The international SME funder surveyed 1,000 small businesses and found discordant payment regimes even within regions which could be expected to have payment practices that are reasonably aligned.

In Germany the vast majority of businesses require their customers to pay their bills immediately and only a minority offer credit terms which allow payment after 30 or 60 days. By contrast, businesses in the UK routinely offer credit terms of 30 to 60 days, with only one quarter requiring immediate payment.

This disparity exists despite efforts by the European Commission to standardise payment terms between businesses and public authorities in the EU through its Late Payments Information Campaign and the implementation of the Late Payments Directive.

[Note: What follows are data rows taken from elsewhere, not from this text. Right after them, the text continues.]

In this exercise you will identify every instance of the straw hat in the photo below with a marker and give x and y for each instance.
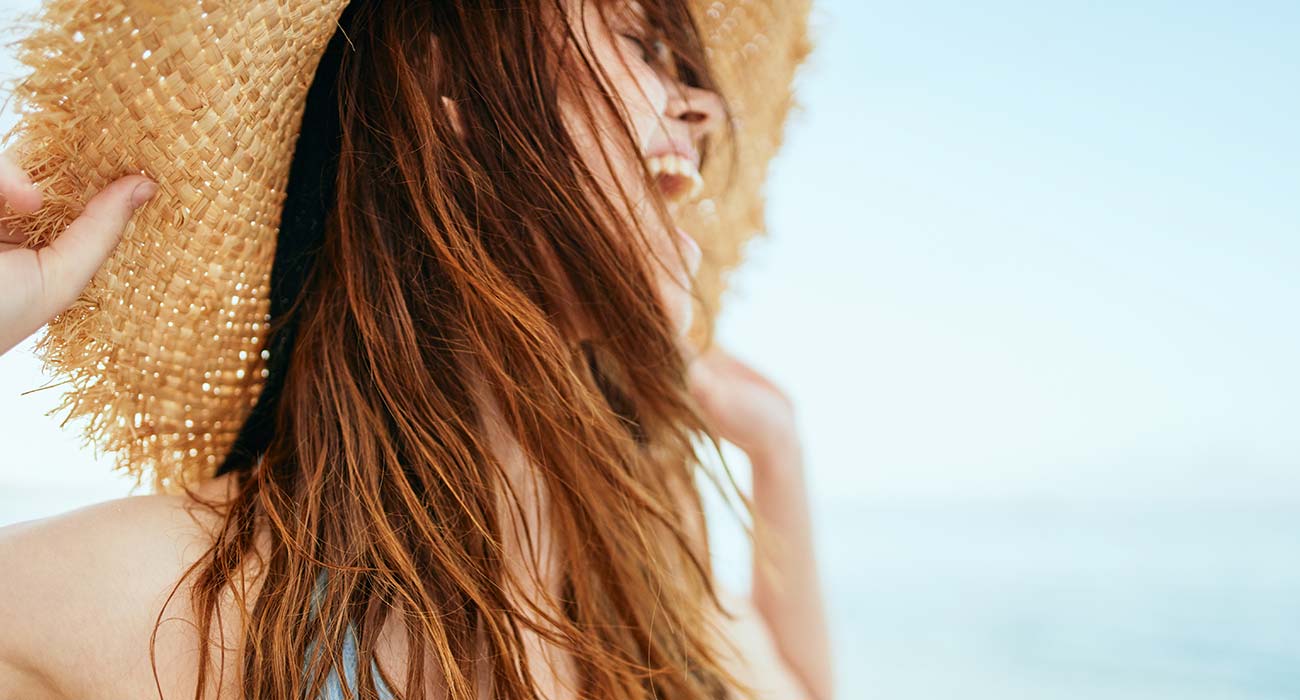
(164, 355)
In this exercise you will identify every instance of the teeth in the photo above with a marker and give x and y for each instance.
(677, 165)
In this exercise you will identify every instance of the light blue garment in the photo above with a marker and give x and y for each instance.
(333, 688)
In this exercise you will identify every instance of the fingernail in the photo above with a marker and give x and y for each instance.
(142, 193)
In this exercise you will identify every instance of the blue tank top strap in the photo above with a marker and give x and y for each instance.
(333, 688)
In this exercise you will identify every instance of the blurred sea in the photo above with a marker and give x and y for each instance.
(1035, 601)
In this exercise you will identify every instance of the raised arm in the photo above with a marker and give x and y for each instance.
(752, 413)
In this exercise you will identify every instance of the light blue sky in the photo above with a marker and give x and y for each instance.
(1040, 250)
(1018, 250)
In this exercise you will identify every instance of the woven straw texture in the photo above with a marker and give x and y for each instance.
(161, 357)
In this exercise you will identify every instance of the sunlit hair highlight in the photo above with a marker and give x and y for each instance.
(460, 255)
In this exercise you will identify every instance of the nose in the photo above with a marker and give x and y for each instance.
(701, 109)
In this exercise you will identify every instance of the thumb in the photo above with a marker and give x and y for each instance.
(70, 260)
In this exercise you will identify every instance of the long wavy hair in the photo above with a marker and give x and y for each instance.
(440, 271)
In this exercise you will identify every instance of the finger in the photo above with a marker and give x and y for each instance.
(16, 188)
(70, 260)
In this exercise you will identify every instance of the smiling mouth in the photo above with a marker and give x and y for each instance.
(676, 176)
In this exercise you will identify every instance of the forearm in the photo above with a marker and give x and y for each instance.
(787, 588)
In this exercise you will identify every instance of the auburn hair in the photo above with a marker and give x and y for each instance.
(456, 254)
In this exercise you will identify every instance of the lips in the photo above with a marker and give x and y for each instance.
(676, 176)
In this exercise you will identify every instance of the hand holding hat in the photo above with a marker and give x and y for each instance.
(39, 282)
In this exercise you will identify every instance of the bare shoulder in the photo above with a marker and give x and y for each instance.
(81, 592)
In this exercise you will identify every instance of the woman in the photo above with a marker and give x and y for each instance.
(472, 472)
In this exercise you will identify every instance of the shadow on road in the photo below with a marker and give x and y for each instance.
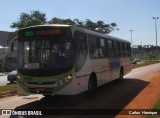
(112, 96)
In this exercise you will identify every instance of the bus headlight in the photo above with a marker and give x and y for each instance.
(65, 80)
(18, 78)
(69, 77)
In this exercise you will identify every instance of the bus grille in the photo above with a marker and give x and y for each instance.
(42, 83)
(47, 90)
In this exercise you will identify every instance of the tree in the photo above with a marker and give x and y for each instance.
(39, 18)
(99, 26)
(26, 20)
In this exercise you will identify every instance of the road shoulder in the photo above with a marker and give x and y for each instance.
(147, 98)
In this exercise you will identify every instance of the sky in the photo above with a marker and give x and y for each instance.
(133, 15)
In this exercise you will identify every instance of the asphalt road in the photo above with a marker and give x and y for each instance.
(114, 95)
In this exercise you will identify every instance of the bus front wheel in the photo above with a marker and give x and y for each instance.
(92, 84)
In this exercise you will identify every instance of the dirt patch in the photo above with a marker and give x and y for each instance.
(145, 99)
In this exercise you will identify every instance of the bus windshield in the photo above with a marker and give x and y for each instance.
(47, 54)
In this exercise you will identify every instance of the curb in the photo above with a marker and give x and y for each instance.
(7, 94)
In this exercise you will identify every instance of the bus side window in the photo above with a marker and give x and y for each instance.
(93, 47)
(80, 49)
(102, 48)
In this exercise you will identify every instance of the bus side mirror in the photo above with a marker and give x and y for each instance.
(12, 47)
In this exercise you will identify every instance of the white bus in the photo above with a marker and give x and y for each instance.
(67, 60)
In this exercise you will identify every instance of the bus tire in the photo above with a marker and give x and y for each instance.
(121, 74)
(92, 84)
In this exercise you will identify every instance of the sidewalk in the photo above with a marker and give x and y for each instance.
(147, 98)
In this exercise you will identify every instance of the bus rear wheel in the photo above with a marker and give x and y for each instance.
(92, 84)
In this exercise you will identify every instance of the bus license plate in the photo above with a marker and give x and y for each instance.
(40, 89)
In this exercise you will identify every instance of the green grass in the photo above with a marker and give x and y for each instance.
(11, 87)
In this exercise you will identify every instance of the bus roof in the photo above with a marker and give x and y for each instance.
(81, 29)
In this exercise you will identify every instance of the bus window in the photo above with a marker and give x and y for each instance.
(93, 47)
(102, 48)
(81, 49)
(116, 48)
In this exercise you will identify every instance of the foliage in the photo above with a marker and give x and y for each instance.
(6, 88)
(26, 20)
(39, 18)
(98, 26)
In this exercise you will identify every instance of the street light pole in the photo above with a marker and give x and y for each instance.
(155, 18)
(131, 37)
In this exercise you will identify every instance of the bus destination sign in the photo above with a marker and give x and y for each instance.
(42, 33)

Outside of Europe, payment practices differ again. In the US, around half of the businesses surveyed said they require immediate payment, whereas in Singapore 60 per cent said they offer customers the opportunity to delay payment. In Hong Kong, one-third expect immediate payment and 69 per cent offer 30-90 day payment terms.

This conflicting payment landscape is creating barriers for SMEs, with around one in five across the world stating they are failing to maximise their trading opportunities, although small firms in Germany and the UK struggle the most.

Stuart Dunbar, company director of UK-based Oak Exports which exports non-perishable British foods around the world and is funded by Bibby Financial Services, said: “We find that customers outside of the EU tend to pay more quickly than inside the EU. In the UK and parts of Europe, our experience is that businesses tend to have a more laissez faire attitude when it comes to payment terms.

“It’s a bit like speeding limits; some people will reach the limit and push it further. 60 days is usually 70 to 75, 90 days can be in excess of 100.”

Simon Featherstone, global CEO of Bibby Financial Services, said: “The fractured nature of the payment landscape around the world is creating barriers for SMEs. While more harmonious payment regimes will not be created overnight, the necessary steps are eminently achievable.

“Businesses should take the time to understand payment practices in other countries and move to ensure their payment terms are aligned with local practice. Policy makers should also examine what could be done to harmonise conflicting regimes

“Taking action to remove these barriers would deliver real benefits. It would boost SME activity, create jobs and kick-start economic growth.”